Ray, a member of Troop 483 in Silver Run, completed his 250-hour Eagle Scout service project at the end of November. He reclaimed a fourth-acre of land at Liberty Reservoir, removing invasive grasses and replacing them with native wildflowers. He said the idea for the project came after a trip to Acadia National Park in Maine.
"They have a trail with a wooden path that you walk on to keep the species safe. I called a bunch of parks and asked if I could do that, and they didn't have enough resources," Ray said. "When the Liberty Reservoir called back, they asked if holistic planting would be OK, so I did that."
Ray said he started the arduous project in September 2014.
"First I had to kill the grass off. There are a lot of boulders there, and I couldn't till the land or use chemicals," Ray said.
Ray's parents, Marie Daugherty and Deanna Monda, as well as his Scoutmaster, Don Baker, helped him to remove the grass with a skid loader donated from Sunbelt Rentals in Finksburg and to add topsoil. When it was warmer, Ray planted black-eyed Susans, white turtleheads and other wildflowers to attract native insects. Because of this year's snow, he said he might have to re-plant, though he's in good spirits about his project regardless.
"I'm very excited," Ray said. "I've worked hard to do this and I'm very proud of what I've done."
Daugherty said only about 6 percent of today's Scouts earn the Eagle Scout rank and most Scouts don't earn their Eagle rank until they are 16 or 17 years old.
"We're exceptionally proud that he has accomplished this," Daugherty said. "It's a goal he set years ago and one he's been determined to follow through with.

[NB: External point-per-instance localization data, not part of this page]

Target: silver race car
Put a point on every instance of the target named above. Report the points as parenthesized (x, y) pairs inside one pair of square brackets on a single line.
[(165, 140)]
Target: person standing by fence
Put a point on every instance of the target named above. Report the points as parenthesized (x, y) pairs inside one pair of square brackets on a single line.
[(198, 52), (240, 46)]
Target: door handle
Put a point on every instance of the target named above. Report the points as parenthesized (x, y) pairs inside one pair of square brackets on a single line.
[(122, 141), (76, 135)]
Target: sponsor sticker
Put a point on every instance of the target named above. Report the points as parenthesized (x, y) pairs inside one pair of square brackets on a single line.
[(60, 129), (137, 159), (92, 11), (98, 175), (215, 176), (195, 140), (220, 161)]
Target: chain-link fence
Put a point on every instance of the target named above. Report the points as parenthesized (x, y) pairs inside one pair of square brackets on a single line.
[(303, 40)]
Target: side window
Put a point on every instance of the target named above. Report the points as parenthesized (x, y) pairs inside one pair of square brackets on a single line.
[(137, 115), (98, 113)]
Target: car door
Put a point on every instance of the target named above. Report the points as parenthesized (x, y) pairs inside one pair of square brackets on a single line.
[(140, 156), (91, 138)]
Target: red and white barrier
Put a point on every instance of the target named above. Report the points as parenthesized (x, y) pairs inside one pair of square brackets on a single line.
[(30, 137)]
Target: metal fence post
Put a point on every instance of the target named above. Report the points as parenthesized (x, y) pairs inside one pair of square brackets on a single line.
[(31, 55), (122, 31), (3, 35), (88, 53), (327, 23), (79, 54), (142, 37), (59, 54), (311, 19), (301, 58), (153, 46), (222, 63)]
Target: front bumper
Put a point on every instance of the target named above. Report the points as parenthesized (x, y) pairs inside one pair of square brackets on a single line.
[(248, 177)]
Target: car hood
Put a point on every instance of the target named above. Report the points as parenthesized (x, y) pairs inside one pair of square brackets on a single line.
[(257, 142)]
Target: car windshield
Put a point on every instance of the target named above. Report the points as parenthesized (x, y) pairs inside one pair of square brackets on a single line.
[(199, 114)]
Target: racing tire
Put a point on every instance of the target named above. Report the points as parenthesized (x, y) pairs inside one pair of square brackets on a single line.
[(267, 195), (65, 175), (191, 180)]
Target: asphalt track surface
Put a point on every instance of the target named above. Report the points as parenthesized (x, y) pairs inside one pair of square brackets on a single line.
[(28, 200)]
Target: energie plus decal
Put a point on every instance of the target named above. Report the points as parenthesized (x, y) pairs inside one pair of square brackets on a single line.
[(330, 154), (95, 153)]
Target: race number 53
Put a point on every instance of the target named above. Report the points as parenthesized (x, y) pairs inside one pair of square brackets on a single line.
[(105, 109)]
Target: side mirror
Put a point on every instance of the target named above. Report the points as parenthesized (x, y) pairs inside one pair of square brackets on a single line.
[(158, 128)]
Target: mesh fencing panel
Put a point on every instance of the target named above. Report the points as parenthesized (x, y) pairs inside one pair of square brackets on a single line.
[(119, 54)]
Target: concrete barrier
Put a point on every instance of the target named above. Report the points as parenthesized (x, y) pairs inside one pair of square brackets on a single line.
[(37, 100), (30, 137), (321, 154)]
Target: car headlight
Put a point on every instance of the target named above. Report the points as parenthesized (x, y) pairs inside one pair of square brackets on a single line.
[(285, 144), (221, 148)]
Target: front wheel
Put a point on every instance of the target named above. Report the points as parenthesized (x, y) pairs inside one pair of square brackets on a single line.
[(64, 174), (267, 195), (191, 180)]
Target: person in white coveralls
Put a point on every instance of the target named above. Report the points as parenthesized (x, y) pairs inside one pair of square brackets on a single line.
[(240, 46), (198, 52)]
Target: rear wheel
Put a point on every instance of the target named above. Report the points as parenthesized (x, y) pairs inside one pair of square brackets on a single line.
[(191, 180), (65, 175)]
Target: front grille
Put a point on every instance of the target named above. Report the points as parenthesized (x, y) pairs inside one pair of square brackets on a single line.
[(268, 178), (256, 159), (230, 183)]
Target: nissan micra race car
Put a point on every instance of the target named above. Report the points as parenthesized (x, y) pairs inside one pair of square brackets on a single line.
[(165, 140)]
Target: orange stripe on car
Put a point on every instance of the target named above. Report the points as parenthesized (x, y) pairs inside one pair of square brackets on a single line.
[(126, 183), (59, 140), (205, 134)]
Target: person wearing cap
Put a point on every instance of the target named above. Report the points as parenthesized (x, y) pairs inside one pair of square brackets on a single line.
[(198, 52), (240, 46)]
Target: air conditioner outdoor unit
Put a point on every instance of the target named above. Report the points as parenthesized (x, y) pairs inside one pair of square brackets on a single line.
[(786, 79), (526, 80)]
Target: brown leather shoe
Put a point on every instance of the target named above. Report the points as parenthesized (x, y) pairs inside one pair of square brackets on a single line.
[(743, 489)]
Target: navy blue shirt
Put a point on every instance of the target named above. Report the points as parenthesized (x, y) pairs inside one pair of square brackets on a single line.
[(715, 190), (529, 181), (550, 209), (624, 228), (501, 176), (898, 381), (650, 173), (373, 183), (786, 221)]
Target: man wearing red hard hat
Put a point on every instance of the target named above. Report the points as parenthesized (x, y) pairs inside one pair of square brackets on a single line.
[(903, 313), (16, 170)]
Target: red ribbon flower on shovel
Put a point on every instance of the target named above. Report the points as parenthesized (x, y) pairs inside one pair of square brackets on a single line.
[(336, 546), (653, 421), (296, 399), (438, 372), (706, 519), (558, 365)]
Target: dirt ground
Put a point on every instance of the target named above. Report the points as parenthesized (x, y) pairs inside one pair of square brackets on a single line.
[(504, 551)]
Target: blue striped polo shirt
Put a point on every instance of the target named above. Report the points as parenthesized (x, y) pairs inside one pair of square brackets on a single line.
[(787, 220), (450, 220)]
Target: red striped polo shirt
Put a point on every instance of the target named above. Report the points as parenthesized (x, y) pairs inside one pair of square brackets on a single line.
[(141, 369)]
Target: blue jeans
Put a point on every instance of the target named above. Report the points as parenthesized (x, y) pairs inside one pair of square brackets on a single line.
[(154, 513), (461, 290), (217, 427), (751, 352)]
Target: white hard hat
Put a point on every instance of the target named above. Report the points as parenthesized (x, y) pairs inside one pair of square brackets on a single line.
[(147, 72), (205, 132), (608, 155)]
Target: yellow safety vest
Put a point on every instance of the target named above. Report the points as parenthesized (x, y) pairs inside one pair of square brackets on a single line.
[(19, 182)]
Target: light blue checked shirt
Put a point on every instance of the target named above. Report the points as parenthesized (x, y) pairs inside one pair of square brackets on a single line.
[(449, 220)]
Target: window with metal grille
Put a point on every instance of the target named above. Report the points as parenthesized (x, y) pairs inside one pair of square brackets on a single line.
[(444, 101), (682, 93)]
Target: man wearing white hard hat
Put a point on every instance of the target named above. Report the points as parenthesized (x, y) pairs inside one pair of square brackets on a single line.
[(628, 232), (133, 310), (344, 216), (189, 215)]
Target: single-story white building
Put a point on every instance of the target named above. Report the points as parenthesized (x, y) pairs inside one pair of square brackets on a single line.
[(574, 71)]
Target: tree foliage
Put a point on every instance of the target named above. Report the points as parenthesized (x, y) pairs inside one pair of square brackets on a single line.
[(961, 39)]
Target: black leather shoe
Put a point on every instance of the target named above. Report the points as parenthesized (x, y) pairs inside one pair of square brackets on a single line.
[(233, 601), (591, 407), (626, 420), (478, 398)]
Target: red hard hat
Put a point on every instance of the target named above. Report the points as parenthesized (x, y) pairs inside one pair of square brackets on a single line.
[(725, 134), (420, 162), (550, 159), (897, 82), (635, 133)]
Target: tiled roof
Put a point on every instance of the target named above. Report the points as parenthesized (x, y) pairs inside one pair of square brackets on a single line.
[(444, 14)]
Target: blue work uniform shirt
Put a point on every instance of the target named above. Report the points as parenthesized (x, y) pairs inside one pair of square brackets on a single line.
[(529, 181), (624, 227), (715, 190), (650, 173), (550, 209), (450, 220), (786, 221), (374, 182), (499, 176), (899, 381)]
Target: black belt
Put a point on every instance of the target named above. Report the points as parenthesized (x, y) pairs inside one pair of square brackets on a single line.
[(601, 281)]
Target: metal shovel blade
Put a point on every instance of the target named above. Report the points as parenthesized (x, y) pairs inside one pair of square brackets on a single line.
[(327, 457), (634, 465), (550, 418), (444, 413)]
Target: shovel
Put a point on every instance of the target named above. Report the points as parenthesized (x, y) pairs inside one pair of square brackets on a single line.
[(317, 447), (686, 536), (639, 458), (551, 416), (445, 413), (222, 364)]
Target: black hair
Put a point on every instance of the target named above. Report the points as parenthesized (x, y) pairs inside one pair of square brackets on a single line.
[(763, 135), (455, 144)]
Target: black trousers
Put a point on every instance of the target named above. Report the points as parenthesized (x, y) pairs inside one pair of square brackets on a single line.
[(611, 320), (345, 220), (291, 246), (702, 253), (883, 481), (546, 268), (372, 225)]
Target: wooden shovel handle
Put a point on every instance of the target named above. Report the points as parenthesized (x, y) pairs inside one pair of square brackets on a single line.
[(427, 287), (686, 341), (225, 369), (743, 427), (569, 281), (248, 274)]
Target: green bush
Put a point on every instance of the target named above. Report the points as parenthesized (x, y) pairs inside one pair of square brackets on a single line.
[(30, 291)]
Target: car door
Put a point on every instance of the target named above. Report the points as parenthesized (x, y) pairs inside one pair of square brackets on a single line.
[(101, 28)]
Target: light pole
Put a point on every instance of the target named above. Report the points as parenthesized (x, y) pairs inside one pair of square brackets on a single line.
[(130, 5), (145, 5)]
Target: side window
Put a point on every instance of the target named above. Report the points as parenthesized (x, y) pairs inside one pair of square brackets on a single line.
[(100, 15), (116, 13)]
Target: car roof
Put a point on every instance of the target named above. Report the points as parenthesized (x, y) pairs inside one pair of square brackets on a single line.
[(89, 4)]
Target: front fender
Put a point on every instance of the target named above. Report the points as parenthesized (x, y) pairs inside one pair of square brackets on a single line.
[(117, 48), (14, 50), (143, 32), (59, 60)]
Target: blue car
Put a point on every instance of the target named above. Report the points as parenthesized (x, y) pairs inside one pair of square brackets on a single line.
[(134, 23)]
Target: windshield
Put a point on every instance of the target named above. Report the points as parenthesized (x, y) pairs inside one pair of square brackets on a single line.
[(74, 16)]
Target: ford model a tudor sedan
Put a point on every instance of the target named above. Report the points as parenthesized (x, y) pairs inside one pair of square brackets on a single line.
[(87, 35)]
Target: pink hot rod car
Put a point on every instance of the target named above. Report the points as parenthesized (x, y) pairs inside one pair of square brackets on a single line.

To say that Ray is a bit of an overachiever would be a significant understatement."
Monda predicted that she will be very emotional during Saturday's ceremony.
"This is what he wanted to do and we supported him. He's worked so hard and so long," she said.
In a congratulatory letter, Ray's merit badge counselor, Diana Goodwin, praised Ray's ability to lead.
"You are unique in that you don't allow others to steer you. You make observations prior to leading, and then lead with unreserved focus and compassion," Goodwin wrote.
Scoutmaster Baker said Ray is a people magnet.
"He's very engaging," Baker said."When the troop helps at community events, people often come up and talk to me about him, saying he's the most polite and respectful young man they've ever met. He's very old for his age."
Not content with the 21 merit badges required for Eagle, Ray said he plans to earn additional merit badges to receive additional Eagle Scout palm awards. He also plans to actively recruit for his troop while acting as the Bacon Ninja Warrior Webelos den chief for a Cub Scout pack in Ellicott City.
Ray joined Scouts in September 2009. He quickly rose through the ranks as a Cub Scout, earning his Bobcat rank in December 2009, Tiger in April 2010, Wolf in Dec 2010 and Bear in December 2011. Ray then completed the two-year Webelos program in one year.
Ray became a Boy Scout in January 2014, then achieved Tenderfoot rank in May 2014, Second Class and First Class in July 2014, Star rank in Nov 2014 and Life rank in May 2015.